TRIBUNNEWS.COM-Hidayat Nur Wahid, Wakil Ketua Konferensi Permusyawaratan Rakyat Republik Indonesia (MPR RI), mendesak ditutupnya rapat paripurna DPR RI yang rencananya digelar pada Kamis, 16/7, untuk segera memutuskan berhenti membahas Undang-Undang Kebijakan Ideologis (RUU) Pan. Rombongan pimpinan demonstran Casilla (HIP) menolak RUU HIP tersebut. Selain itu, dalam rapat paripurna, pihaknya sudah memiliki agenda untuk menanggapi penolakan masyarakat terhadap RUU HIP. Bersama dengan pemerintah, ini menjadi alasan bagi Partai Demokrat untuk secara resmi menghentikan pembahasan bahkan mencabut RUU HIP dalam Rencana Prolegnas Prioritas 2020 dan Rencana Prolegnas 2020-2024 yang panjang, ”ujarnya Rabu (15/7) dalam siaran pers Jakarta. -Hidayat menyatakan penyesalan atas hasil rapat legislatif DPR RI dan pemerintah telah menghapus 16 RUU dari daftar prioritas tahun 2020, namun tidak ada RUU HIP dalam daftar tersebut.Bahkan, penolakan besar-besaran RUU tersebut disebabkan oleh seluruh pelosok tanah air. Pimpinan, dari organisasi keagamaan, pemuda Pancasila hingga organisasi veteran. Sayangnya, DPR tidak mendengarkan keinginan mereka secara serius.

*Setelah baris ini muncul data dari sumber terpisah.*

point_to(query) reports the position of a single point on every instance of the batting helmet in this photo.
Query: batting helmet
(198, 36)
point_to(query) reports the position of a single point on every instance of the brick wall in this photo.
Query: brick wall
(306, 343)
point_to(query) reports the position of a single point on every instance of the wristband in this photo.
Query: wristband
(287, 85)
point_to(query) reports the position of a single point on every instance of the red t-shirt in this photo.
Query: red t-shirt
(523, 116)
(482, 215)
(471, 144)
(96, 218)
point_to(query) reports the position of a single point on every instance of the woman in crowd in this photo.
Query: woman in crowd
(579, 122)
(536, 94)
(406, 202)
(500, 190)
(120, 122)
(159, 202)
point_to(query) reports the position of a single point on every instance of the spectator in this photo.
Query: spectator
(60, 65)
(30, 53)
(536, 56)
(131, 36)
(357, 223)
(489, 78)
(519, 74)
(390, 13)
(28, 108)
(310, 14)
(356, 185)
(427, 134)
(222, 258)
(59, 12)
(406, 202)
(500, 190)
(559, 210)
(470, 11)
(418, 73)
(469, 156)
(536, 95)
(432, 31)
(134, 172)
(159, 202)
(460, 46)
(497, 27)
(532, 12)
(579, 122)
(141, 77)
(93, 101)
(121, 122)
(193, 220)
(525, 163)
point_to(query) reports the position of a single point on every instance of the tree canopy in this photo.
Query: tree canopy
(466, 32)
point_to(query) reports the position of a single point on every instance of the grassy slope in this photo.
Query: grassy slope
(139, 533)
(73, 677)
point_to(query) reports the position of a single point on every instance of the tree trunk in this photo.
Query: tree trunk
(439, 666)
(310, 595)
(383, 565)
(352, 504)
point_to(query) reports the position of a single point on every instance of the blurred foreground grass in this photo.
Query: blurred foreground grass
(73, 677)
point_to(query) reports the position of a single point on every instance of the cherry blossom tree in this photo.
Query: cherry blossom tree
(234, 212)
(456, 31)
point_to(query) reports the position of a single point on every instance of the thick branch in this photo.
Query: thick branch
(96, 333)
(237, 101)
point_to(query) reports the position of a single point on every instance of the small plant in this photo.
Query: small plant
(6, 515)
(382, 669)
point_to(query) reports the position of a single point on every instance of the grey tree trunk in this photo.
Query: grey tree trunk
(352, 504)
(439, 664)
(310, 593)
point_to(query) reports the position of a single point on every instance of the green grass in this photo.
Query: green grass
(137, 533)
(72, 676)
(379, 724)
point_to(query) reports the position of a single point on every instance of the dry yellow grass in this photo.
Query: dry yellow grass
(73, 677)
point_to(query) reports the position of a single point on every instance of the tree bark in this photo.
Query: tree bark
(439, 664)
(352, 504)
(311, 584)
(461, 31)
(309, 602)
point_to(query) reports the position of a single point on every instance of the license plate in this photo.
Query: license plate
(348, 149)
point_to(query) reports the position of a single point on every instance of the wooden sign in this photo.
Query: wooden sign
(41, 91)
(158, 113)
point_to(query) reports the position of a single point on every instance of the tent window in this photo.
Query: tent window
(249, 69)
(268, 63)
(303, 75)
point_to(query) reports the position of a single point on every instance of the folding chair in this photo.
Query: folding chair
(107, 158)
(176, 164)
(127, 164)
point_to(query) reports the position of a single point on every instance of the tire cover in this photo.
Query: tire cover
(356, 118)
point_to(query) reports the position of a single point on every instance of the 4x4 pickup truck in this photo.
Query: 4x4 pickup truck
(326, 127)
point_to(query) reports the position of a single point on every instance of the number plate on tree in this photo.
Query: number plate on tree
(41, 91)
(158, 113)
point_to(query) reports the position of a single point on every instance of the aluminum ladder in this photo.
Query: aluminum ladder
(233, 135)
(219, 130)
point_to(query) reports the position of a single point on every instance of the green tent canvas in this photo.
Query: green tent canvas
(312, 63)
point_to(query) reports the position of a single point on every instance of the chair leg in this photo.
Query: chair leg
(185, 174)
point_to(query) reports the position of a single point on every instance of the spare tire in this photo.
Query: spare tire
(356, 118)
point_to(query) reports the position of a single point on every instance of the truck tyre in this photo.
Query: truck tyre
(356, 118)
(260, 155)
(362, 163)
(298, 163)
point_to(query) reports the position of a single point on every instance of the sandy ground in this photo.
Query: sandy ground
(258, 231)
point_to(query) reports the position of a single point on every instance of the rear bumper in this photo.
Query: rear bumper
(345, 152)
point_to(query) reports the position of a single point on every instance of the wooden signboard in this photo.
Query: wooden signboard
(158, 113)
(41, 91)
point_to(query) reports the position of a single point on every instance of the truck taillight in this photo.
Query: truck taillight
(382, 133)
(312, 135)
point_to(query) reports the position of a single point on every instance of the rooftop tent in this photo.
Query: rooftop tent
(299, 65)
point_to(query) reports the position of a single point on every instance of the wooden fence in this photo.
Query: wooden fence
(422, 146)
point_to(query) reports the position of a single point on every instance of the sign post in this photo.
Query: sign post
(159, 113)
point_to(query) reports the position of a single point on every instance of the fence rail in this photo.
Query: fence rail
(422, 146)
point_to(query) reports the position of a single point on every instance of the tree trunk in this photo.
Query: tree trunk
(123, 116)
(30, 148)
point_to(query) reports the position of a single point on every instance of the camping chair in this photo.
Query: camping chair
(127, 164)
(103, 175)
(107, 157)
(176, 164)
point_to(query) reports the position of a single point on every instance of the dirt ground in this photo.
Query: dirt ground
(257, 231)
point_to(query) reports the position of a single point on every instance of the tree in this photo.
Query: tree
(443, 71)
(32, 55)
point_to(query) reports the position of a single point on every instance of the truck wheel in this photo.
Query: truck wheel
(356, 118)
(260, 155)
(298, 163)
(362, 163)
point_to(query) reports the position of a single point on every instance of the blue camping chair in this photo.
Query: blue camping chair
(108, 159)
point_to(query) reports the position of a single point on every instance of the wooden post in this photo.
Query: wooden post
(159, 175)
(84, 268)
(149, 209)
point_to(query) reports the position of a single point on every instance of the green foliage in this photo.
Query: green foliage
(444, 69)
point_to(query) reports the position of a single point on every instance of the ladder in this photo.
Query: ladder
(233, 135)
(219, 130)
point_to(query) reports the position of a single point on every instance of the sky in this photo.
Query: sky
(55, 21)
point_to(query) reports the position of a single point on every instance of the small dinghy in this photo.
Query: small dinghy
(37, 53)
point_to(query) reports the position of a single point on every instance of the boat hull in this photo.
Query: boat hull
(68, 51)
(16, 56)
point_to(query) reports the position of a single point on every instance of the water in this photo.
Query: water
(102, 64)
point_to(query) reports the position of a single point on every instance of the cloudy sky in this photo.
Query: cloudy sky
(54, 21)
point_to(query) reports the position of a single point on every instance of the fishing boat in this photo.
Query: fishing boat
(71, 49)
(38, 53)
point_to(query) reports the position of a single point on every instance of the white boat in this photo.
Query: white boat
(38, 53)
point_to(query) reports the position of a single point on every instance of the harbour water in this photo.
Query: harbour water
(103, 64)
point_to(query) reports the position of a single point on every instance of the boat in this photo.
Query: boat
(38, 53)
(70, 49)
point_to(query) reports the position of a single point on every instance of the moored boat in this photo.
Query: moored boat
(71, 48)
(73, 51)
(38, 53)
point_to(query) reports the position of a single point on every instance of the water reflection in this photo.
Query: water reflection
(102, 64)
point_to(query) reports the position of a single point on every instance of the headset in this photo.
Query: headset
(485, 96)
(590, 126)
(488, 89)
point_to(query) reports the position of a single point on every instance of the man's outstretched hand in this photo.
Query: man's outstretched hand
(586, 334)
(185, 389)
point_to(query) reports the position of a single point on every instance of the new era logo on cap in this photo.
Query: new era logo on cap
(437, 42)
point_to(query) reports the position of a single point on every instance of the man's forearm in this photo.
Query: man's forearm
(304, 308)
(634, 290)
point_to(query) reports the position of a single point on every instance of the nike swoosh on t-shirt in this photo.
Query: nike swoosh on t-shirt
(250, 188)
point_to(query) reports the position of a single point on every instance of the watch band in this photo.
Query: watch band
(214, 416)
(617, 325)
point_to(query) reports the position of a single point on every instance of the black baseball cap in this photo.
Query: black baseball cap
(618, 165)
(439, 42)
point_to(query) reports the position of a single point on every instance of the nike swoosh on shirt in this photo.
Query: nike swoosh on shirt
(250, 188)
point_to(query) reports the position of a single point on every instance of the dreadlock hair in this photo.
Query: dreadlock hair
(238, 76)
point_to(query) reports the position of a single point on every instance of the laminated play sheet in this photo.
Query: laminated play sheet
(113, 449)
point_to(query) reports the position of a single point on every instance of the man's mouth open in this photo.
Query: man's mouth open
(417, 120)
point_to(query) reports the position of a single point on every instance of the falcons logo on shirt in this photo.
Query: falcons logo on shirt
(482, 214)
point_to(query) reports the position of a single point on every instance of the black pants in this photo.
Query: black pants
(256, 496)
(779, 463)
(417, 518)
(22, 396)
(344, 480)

“Di Republik Demokratik Demokratik DPR RI dan pemerintah (oleh Menkum Wakil Ham) dan Partai Demokrat menggelar rapat kerja, anggota legislatif dari Fraksi PKS juga menyampaikan suara dan keinginannya. Bahas RUU HIP bahkan ditarik dari rencana legislatif nasional, ”katanya. RUU HIP de Prolegnas dicabut.“ Pimpinan Republik Demokratik Rakyat China membuat komitmen publik kepada pimpinan ormas yang memprotes RUU HIP untuk menghentikan pembahasan. Selain itu, Menkopolhukam juga secara lisan menyatakan bahwa pemerintah tidak menyetujui RUU HIP yang bermasalah ini. Jadi tunggu apa lagi? Hidayat mengatakannya lagi.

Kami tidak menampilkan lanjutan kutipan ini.